Comment Re:$230 (Score 2) 611

Don't get me wrong, DuckDuckGo sounds good. Sounds like they certainly don't actively track you. But I don't see them bragging that they "keep no data to hand over in the first place"

They don't use tracking cookies (their preferences cookies are not identifying, they're just a string of your options, if you've set them), so the most data that they can have for identifying you is the IP address. They've been SSL by default (redirecting from http to https and defaulting to https in search results where available, for example on Wikipedia) for a long time, so you don't suddenly jump into an unencrypted connection as soon as you leave.

It sounds much better than any other US-based search engine I'm aware of. But my own preference doesn't even log an IP address since 2009. You can also bookmark a URL generated with your preferences so there is no need to accept even preference cookies from them (and preferences include options like using POST instead of GET so search terms stay out of other sites' logs). And the aforementioned deal about being outside US jurisdiction is nice too.

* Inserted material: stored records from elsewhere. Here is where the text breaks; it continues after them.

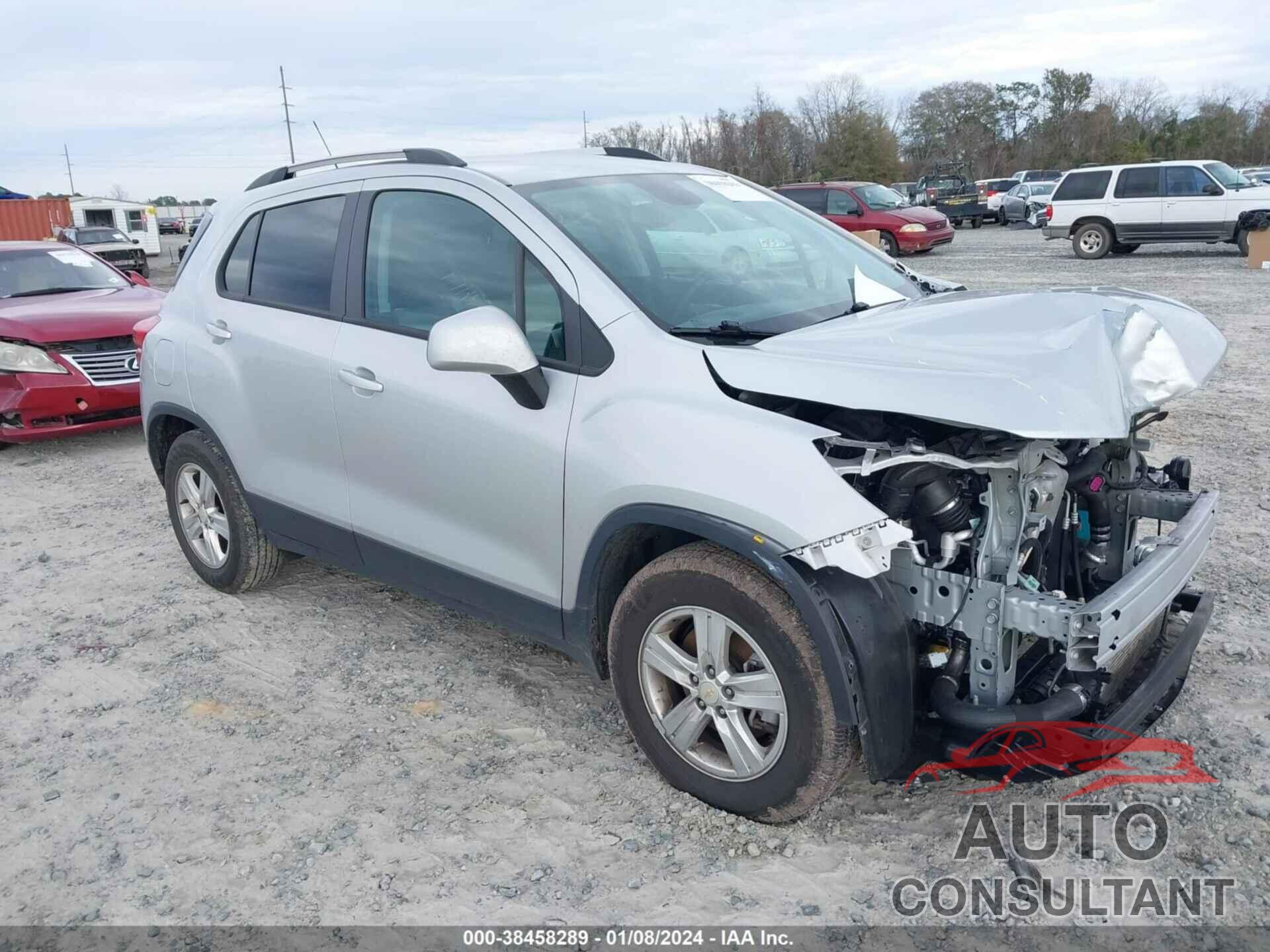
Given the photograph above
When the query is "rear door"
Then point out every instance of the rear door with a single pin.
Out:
(1137, 205)
(258, 361)
(842, 208)
(1191, 212)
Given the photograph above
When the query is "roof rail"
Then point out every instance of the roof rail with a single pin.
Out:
(626, 153)
(414, 157)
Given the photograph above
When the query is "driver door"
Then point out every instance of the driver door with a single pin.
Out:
(456, 492)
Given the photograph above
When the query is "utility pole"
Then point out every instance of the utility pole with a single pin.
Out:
(286, 112)
(67, 157)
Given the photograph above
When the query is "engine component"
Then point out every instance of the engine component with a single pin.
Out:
(1179, 471)
(940, 502)
(1064, 705)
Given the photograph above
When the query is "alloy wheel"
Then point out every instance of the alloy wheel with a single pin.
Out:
(202, 516)
(713, 694)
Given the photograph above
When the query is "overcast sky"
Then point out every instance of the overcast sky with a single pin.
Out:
(181, 97)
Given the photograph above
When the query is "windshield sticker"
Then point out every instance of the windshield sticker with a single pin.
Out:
(873, 292)
(78, 258)
(730, 188)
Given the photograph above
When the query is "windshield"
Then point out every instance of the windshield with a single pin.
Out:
(879, 197)
(1227, 175)
(99, 237)
(37, 270)
(695, 252)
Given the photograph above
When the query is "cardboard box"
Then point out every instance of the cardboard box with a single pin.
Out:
(1259, 249)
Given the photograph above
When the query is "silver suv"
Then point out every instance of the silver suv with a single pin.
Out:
(788, 494)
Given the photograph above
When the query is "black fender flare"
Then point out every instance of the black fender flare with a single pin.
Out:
(165, 409)
(861, 636)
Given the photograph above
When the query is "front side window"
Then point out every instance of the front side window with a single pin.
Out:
(842, 204)
(432, 255)
(295, 254)
(1142, 182)
(1183, 180)
(775, 270)
(1228, 177)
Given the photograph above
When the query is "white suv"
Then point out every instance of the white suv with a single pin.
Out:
(697, 437)
(1115, 208)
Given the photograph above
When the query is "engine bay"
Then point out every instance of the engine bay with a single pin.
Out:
(1019, 578)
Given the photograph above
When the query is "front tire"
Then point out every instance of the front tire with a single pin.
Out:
(211, 518)
(1091, 241)
(723, 687)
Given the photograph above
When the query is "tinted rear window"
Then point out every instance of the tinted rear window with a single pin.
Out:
(1082, 186)
(238, 266)
(295, 254)
(1142, 182)
(813, 198)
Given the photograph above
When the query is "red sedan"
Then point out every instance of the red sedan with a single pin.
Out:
(67, 362)
(867, 206)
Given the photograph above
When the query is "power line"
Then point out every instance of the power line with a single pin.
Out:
(286, 112)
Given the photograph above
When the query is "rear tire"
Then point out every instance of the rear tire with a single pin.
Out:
(218, 531)
(1091, 241)
(752, 625)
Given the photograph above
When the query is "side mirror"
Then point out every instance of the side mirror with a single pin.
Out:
(487, 340)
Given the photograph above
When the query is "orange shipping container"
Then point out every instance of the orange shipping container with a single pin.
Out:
(33, 219)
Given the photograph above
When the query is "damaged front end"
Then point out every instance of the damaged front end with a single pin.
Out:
(1038, 563)
(1035, 587)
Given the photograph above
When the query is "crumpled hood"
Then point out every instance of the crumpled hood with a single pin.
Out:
(1064, 364)
(80, 315)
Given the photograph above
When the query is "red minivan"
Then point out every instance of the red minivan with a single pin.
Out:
(867, 206)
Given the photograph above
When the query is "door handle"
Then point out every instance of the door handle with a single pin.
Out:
(361, 379)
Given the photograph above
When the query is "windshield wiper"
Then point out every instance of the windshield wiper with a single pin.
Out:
(723, 329)
(51, 291)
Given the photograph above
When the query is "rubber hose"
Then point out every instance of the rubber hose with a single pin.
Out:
(1066, 703)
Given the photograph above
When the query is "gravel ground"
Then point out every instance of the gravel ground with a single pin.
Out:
(332, 750)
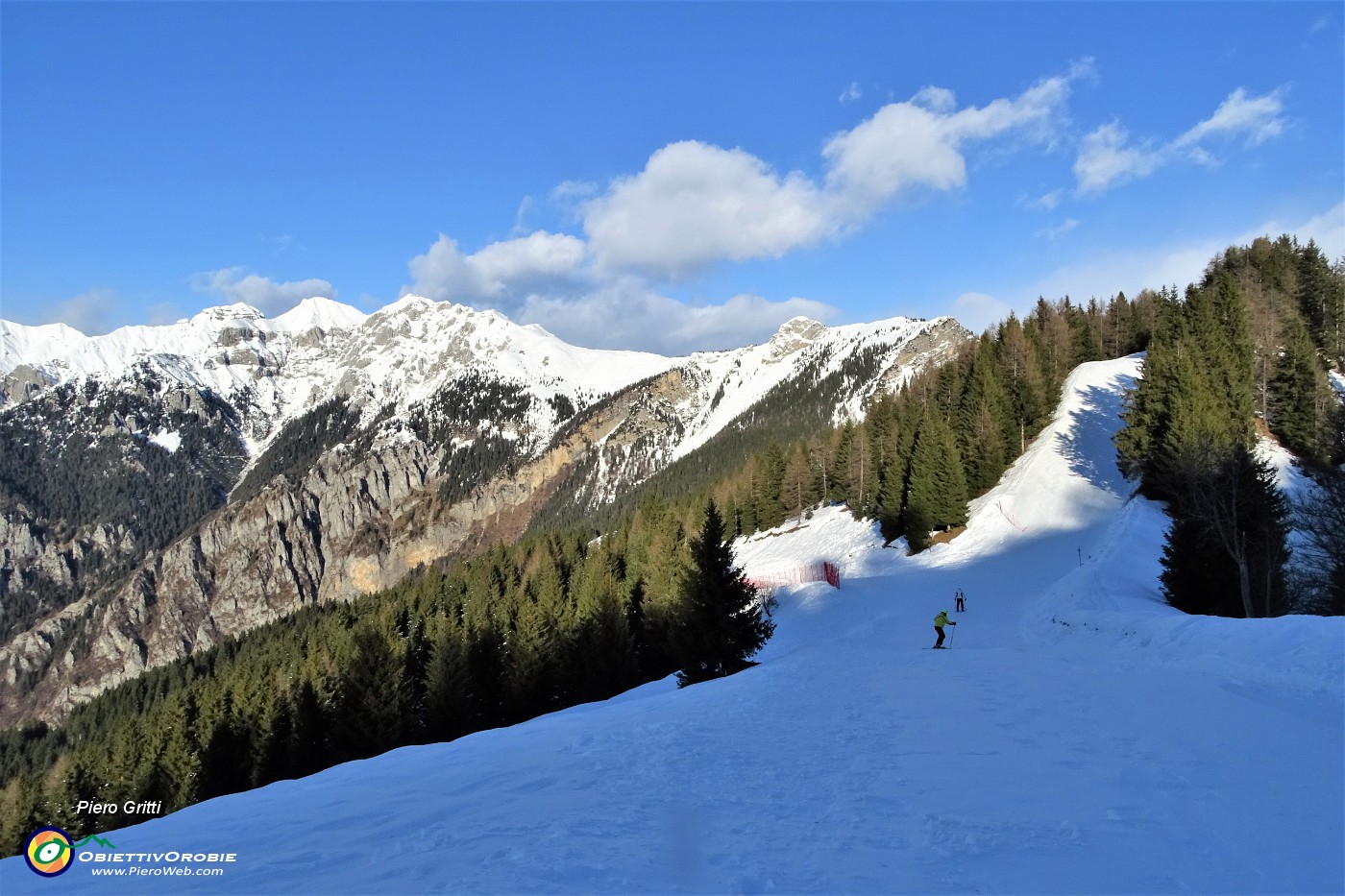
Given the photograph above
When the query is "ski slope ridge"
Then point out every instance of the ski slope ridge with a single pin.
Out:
(1079, 738)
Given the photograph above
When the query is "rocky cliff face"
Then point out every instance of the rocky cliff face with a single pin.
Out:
(400, 492)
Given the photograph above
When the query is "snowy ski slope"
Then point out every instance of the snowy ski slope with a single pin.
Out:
(1079, 738)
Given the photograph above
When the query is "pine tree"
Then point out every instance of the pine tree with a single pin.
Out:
(722, 623)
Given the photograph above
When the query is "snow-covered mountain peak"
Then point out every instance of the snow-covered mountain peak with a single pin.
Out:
(319, 312)
(228, 314)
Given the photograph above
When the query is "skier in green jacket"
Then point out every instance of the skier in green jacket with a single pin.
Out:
(939, 621)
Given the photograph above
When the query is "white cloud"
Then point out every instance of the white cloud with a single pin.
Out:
(1059, 230)
(696, 205)
(1257, 117)
(264, 294)
(935, 98)
(1107, 159)
(89, 312)
(920, 143)
(975, 311)
(1179, 264)
(498, 272)
(1046, 202)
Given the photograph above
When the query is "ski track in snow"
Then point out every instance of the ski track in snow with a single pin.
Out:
(1079, 738)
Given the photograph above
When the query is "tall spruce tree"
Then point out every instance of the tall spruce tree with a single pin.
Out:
(722, 623)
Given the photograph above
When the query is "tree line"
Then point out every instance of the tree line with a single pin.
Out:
(1241, 352)
(503, 637)
(572, 614)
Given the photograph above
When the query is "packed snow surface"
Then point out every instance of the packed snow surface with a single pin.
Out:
(1080, 736)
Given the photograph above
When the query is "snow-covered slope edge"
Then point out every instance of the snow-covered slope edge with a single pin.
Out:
(853, 759)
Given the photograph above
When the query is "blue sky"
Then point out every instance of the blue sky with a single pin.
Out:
(665, 177)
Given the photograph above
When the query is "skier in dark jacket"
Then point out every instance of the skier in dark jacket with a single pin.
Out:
(939, 621)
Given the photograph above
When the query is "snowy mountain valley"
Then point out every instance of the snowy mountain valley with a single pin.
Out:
(168, 487)
(1080, 736)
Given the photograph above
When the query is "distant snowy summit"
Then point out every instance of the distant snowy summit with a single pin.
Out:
(275, 369)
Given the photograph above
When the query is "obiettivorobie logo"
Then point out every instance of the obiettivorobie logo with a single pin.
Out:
(50, 852)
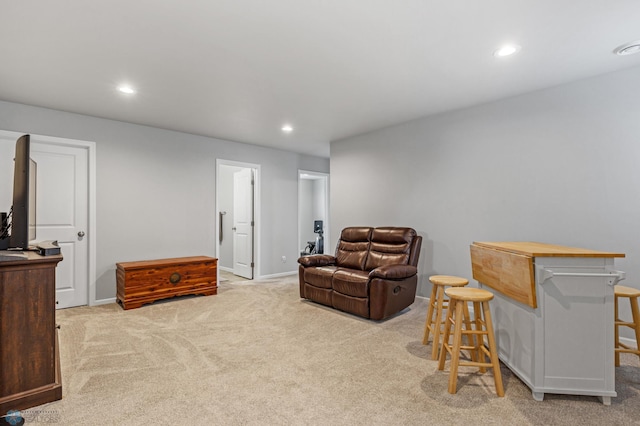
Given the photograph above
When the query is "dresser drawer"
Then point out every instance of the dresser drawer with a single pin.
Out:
(147, 281)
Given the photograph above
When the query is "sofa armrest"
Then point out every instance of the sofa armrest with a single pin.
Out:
(393, 272)
(317, 260)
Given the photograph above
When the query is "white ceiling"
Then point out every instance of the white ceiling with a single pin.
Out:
(240, 69)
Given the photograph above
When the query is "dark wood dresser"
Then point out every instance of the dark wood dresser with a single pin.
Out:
(150, 280)
(29, 355)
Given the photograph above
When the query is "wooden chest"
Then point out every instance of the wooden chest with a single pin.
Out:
(150, 280)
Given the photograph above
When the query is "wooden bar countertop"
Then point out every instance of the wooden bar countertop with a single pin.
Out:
(508, 267)
(533, 249)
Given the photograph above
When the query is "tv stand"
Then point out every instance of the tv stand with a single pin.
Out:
(29, 354)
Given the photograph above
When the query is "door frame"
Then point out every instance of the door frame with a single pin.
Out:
(256, 209)
(307, 175)
(91, 199)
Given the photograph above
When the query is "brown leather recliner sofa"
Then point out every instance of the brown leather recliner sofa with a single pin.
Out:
(373, 274)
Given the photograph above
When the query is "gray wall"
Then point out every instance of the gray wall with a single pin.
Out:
(156, 189)
(559, 166)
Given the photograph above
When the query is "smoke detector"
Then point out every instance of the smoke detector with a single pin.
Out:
(628, 48)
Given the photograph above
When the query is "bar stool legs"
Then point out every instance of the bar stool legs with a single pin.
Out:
(437, 305)
(458, 298)
(632, 294)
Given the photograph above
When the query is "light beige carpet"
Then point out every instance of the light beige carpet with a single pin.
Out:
(256, 354)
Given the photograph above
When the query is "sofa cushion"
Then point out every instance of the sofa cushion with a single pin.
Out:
(389, 246)
(320, 276)
(351, 282)
(353, 247)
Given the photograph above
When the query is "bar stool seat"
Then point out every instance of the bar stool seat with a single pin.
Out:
(632, 294)
(438, 305)
(458, 298)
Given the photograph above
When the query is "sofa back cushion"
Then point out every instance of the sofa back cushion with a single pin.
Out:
(353, 247)
(390, 246)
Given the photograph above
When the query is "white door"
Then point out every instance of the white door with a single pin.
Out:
(243, 223)
(62, 210)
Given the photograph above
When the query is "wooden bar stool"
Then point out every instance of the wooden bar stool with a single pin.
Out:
(437, 303)
(458, 298)
(632, 294)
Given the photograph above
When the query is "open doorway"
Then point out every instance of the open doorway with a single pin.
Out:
(237, 205)
(313, 207)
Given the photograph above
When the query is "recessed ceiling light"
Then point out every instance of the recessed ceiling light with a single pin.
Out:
(628, 48)
(127, 89)
(507, 50)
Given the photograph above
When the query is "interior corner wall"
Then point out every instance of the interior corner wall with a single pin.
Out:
(557, 166)
(156, 190)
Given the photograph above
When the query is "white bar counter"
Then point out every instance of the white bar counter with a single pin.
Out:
(552, 314)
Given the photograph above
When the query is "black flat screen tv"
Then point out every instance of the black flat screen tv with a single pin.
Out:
(19, 225)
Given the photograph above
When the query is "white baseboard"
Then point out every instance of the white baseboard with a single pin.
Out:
(103, 301)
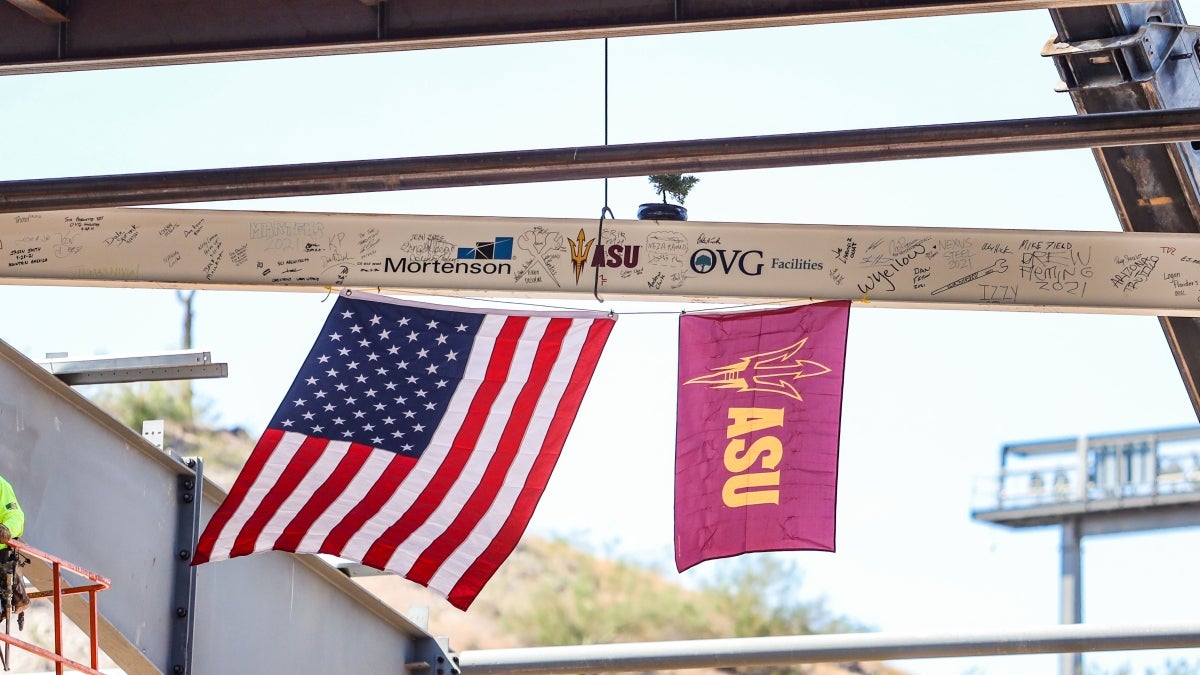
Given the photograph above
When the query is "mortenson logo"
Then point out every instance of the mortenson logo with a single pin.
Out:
(501, 249)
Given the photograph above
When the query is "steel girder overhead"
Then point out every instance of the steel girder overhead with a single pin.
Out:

DuckDuckGo also does not appear to offer to act as your Web proxy like Startpage will do. I rarely ever use this feature but it's nice that they would offer it. Startpage also offers the option to act as your proxy only for image/video searches, so other sites don't even get that data from you. This is what I like about them: they not only don't log and track you themselves, they also go out of their way to enhance your privacy against third-party sites.

I'm not knocking DuckDuckGo by any means; in my opinion it's good but Startpage/Ixquick is great. Yet, I think all of us benefit from having multiple privacy-conscious options available. Choice is a good thing.

Comment Re:heh (Score 1) 611

Local newspapers are the worst. My local newspaper give you ten free page views based on ip number and then locks you out.

Precisely because they are small and local, they probably wouldn't bother identifying TOR users. As a bonus you wouldn't be accessing this major multinational site where tens of thousands of others had the same idea and already got the exit node IPs banned.